WeOwn, as a pioneer of decentralised registry solutions for company shares, is optimally positioned for the implementation of the new Electronic Securities Act (eWPG).
The German government is working flat out to implement its blockchain strategy. After the Federal Ministries of Justice and Finance presented a draft bill on the introduction of electronic securities in the summer, the draft law is already a topic in the Federal Cabinet this week. The planned law is an important milestone in the digitalisation of anachronistic, paper-based processes and creates the necessary legal certainty so that the issuance and trading of electronic (crypto)securities can be carried out purely digitally along the entire value chain.
The law distinguishes between electronic securities and electronic crypto securities. While the first category describes securities such as those issued and traded by listed companies on the Frankfurt Stock Exchange, for example, the second category explicitly refers to securities that are stored on a blockchain as a cryptographic token as a digital image of the assets. It is envisaged that both types of securities will coexist in parallel, although there will be differences in the organisational design. By creating a legal framework for crypto securities, the federal government is enabling blockchain-based business models to become more established.
Lower entry barriers for corporate financing
The core element of the new law is the regulation according to which the requirement of paper form will be dropped. This will result in a number of advantages for companies: The issuance of electronic securities for corporate financing will be possible at significantly lower costs, as the entire value chain from the creation and issuance of securities (“tokenisation”) to their trading will be completely digital. This is particularly interesting for medium-sized companies for which a classic IPO is too expensive and too complex, or for companies that have difficulties financing themselves classically via their house bank or KfW due to their business model. For all these companies, the new regulatory framework offers the possibility to collect debt or equity capital from private or institutional investors via a tokenised security.
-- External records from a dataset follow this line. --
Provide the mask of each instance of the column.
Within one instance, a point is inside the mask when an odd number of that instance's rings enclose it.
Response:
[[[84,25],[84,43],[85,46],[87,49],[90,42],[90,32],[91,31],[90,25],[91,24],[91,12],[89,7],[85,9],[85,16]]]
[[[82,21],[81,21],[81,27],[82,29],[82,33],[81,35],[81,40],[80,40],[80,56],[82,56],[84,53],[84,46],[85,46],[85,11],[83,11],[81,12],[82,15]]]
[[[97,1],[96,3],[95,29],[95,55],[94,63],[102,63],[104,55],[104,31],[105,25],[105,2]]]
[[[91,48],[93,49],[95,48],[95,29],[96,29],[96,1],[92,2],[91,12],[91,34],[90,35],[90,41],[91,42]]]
Due to the significantly lower costs and flattening of regulatory and administrative hurdles, small and medium-sized enterprises (SMEs) in Germany are provided with a very attractive financing instrument. The need for this already exists today. According to an analysis by the European Central Bank, only about 1/3 of SMEs can currently cover their equity needs on the capital market. After the expiry of the federal government’s Corona aid, this capital supply gap will grow significantly again. The new law creates important impulses for financing SMEs in post-Corona times.
Investors, in turn, benefit from comprehensive property protection. The law explicitly equates – for the first time – digital assets with physical objects. Issuers and investors thus benefit from far-reaching regulation that creates legal certainty for all parties.
Crypto securities register: New players in the value chain
The new legislation will not only digitise the value chain, but also create new market segments. Analogous to the market of listed companies, electronic (crypto)securities also need a registrar. Such a (crypto)securities register has the function of transparently managing all shareholders of a company including their shares as well as recording all transfers of shares. With the law, the legislator recognises that blockchain technology is a technology that has been tested in practice and can take over this function. Thanks to decentralised technology, all transactions in the context of share transfers can be stored on the blockchain in a forgery-proof manner and transparently for all parties without the diversions via paper certificates.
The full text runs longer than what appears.